The model has also been run through a large number of boreal winter simulations with imposed perturbations. In one set of experiments the Pacific sea surface temperatures have been changed to those appropriate for strong El Nino or La Nina conditions. The model is found to reproduce the observed extratropical stratospheric response to El Nino conditions quite well. Interestingly, the results suggest that including the interannual variations in SST would not greatly enhance the simulated interannual variance of the extratropical stratospheric circulation.

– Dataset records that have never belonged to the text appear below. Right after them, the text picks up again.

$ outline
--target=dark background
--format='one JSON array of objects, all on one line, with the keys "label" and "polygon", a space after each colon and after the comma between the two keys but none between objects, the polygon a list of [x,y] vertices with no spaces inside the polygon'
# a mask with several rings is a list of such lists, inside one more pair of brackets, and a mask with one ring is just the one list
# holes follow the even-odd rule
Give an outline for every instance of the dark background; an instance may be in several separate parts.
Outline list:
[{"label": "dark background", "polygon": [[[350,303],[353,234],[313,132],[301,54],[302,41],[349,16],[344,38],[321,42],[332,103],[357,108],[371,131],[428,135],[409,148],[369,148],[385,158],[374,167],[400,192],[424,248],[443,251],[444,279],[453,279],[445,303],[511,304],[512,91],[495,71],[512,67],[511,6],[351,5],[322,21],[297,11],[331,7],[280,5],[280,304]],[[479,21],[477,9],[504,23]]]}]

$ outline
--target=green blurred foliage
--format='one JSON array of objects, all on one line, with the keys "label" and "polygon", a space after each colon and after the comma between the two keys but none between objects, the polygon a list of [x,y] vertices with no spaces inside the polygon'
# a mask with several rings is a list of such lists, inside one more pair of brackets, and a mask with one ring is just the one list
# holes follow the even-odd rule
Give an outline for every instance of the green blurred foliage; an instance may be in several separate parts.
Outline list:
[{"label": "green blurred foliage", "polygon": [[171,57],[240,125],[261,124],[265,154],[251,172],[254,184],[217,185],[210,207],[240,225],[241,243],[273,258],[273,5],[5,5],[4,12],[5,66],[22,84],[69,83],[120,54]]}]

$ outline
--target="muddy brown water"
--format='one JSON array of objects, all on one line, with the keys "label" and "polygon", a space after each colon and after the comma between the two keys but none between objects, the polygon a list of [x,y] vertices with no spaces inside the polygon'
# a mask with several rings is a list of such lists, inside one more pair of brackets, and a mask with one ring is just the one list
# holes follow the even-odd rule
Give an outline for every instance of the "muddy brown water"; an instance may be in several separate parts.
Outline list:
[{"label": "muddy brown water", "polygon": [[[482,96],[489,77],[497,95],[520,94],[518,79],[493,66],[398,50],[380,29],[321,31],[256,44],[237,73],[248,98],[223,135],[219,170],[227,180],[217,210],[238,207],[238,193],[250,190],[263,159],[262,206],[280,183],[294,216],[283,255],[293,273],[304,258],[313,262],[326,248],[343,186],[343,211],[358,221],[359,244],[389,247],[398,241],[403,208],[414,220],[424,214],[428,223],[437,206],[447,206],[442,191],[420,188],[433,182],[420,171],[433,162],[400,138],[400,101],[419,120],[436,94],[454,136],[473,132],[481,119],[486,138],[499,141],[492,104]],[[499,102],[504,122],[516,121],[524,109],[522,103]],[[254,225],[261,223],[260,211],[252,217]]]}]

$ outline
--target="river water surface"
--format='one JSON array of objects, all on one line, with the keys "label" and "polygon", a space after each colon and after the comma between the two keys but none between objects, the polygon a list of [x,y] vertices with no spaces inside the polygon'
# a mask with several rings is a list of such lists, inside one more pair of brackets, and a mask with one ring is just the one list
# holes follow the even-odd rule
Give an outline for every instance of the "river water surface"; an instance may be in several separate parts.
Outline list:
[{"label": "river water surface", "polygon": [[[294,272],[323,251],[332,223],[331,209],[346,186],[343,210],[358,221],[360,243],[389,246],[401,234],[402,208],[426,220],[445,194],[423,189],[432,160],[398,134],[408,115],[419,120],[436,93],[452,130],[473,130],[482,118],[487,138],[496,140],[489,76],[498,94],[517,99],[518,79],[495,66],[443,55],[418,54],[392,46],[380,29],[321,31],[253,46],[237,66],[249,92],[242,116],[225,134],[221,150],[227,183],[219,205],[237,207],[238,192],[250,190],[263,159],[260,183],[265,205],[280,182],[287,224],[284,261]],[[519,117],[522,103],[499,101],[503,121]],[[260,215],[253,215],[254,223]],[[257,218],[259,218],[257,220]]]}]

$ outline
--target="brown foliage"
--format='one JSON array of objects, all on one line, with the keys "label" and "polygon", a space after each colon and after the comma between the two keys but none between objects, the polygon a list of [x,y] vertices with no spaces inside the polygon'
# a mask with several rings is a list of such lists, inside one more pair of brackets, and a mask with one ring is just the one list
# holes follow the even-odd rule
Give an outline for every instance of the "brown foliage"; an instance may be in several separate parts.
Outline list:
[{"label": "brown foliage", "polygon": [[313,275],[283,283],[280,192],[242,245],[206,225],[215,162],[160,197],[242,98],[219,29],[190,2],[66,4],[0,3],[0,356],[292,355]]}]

Another set of integrations involved arbitrarily altering the mean flow in the tropical lower stratosphere to be appropriate for different extremes of the QBO. The effect of these modifications on the simulated zonal-mean circulation in the extratropical winter stratosphere is found to be quite modest relative to that seen in comparable observations. The model results do display a clear effect of the imposed tropical lower stratospheric wind perturbations on the extratropical summer mesospheric circulation. This could reflect the influence of the mean flow variations on the gravity waves forced in the tropics, propagating upward and poleward and ultimately breaking in the extratropical mesosphere. The model behavior in this regard may be related to reported observations of an extratropical mesospheric QBO.